Britain's agile leader launched a new strategy today to solve Britain's most intractable political problem -- Northern Ireland -- and the betting was that Prime Minister Tony Blair might pull it off.

In an address to the House of Commons, Blair said he will work continuously over the next 10 days to sell his latest proposal for reviving the peace process in Northern Ireland. He reportedly has crafted a plan to do that using a combination of sticks and carrots -- plus a good deal of political theater.

Blair and his counterpart from the Republic of Ireland, Prime Minister Bertie Ahern, set forth their new plan -- they called it "The Way Forward" -- in Belfast Friday.
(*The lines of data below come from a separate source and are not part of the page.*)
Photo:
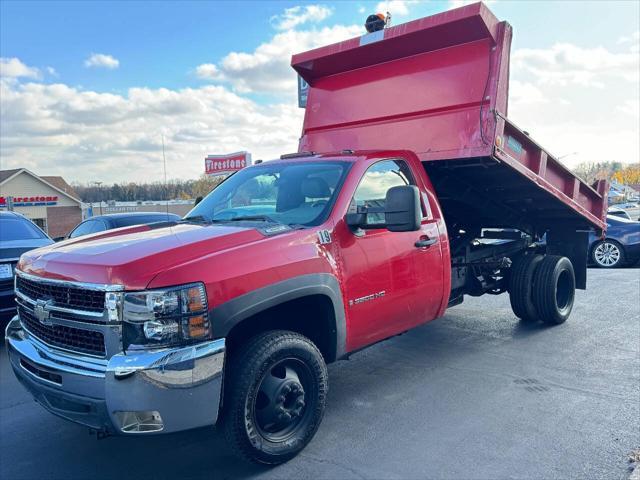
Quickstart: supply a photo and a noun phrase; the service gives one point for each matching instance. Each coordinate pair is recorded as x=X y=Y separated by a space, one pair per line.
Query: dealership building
x=50 y=202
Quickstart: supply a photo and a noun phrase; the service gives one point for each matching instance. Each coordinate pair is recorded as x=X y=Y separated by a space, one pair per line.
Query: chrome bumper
x=144 y=392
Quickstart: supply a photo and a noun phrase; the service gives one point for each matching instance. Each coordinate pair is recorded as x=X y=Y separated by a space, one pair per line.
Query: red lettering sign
x=219 y=164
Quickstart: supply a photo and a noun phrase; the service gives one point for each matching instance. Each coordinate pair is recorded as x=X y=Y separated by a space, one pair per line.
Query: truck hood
x=132 y=256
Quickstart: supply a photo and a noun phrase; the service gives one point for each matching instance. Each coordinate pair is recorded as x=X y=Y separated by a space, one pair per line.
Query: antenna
x=166 y=189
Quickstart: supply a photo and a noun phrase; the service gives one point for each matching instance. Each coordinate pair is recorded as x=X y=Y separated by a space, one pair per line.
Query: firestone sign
x=221 y=164
x=31 y=201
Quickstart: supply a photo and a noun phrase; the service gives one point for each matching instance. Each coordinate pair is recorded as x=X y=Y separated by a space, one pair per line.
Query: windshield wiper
x=197 y=219
x=259 y=218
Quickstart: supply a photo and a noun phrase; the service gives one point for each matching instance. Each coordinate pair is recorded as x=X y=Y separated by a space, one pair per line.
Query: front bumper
x=164 y=390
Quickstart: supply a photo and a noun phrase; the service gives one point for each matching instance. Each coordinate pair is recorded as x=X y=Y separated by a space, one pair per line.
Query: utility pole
x=99 y=185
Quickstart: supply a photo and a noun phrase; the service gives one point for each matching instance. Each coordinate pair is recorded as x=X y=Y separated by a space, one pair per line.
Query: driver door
x=390 y=284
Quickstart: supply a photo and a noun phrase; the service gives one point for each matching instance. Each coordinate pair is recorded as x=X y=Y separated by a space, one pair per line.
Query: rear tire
x=521 y=287
x=554 y=287
x=275 y=395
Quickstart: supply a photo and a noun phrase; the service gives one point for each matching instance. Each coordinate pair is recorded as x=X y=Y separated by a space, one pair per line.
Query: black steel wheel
x=554 y=287
x=521 y=286
x=275 y=390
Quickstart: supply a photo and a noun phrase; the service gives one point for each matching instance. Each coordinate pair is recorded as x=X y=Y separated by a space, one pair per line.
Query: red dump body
x=438 y=86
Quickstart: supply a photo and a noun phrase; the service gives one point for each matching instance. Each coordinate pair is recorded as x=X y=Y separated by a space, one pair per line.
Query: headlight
x=165 y=317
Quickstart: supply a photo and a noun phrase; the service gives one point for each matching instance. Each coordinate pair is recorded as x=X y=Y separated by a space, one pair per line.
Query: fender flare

Pundits there immediately remarked that this latest proposal to end decades of stalemate was striking in one regard: It prompted a strongly one-sided response.

The plan called for Northern Ireland's new provincial cabinet to take governing power next week with two cabinet members from the leading republican party, Sinn Fein, which supports union with Ireland. Only after that would Sinn Fein's allied street army, the Irish Republican Army, be required to start giving up its arsenal of illegal weapons.

That sequence was just fine with Sinn Fein and other nationalist groups. But the unionists, who support remaining part of Britain, have been demanding disarmament first, followed by governing authority.

Most of the previous proposals that British prime ministers have offered to cure the running sore of sectarian warfare in Northern Ireland have been carefully designed to appeal to all sides in the conflict: the mainly Protestant unionists; the mainly Catholic nationalists, or republicans; and moderate groups that mainly want to end the fighting.

But when Blair unveiled "The Way Forward," his proposal received warm acceptance from republicans and moderates -- and heated denunciation from unionists. As Blair told the Commons today, his job now is to convince the province's largest political party, the Ulster Unionist Party, that this plan is "the best chance for peace we will have this generation."

The strategy for doing that reportedly involves a series of public meetings -- probably at No. 10 Downing Street, London's equivalent of the White House -- with all major parties. In these sessions, Blair presumably will make some alterations in his initial plan.

Unionist politicians will then stand on the front steps of No. 10 and announce that they have forced Blair to accept changes making the proposal more palatable to unionism. Nationalist politicians will stand on the same front steps and groan about the changes, but say that the deal is still barely acceptable to them.

"You need some theater," said Paul Bew, professor of Irish Politics at Belfast's Queen's University. "You need to let everybody participate, publicly."

For many political leaders in Northern Ireland, looking tough is an art form. There was a neat example of this Friday, when the Ulster Unionist leader, David Trimble, received a telephone call from President Clinton -- and reportedly refused to pick up the receiver.

In a similar display of toughness, Trimble has been demanding that Blair fire his minister for Northern Ireland affairs, Marjorie Mowlam. She is the most popular woman in Blair's cabinet. But London newspapers said today that Mowlam will likely be moved next week to a new job, as a sop to Trimble.

[Trimble was quoted Tuesday as saying he had contacted Clinton to seek help on the stalled peace process in the British province. The Times of London reported that Trimble phoned Clinton on Monday because of what an aide called the gravity of the situation in Northern Ireland.

["I contacted Mr. Clinton. I asked him to help me on certain specific matters and I think he will do what he can," the newspaper quoted Trimble as saying.]

When Blair announced his plan last week, he sought to paint the unionists into a political corner: They could either accept a sequence they do not like, he said, or be remembered as the party that killed the peace process.

But Blair also needs something positive to offer the unionists to help them accept his plan. He told Parliament today that Sinn Fein would have to quit the all-party executive immediately if the IRA failed to start disarming on schedule and he would encourage other parties to govern without them. He pledged that unionists would not be "left in an executive with people keeping a private army and intending to use it."

Blair is also said to be working on ways to let the unionists' natural allies, the Protestant members of the Loyal Orange Lodge, carry out some of their controversial parades during this summer's "marching season."

But the prime minister's job was made a little tougher today when Northern Ireland's Parades Commission ruled that a big Orange march set for July 12 cannot pass through a Catholic neighborhood. That will presumably anger the unionists -- just as Blair is working on a strategy to win them over.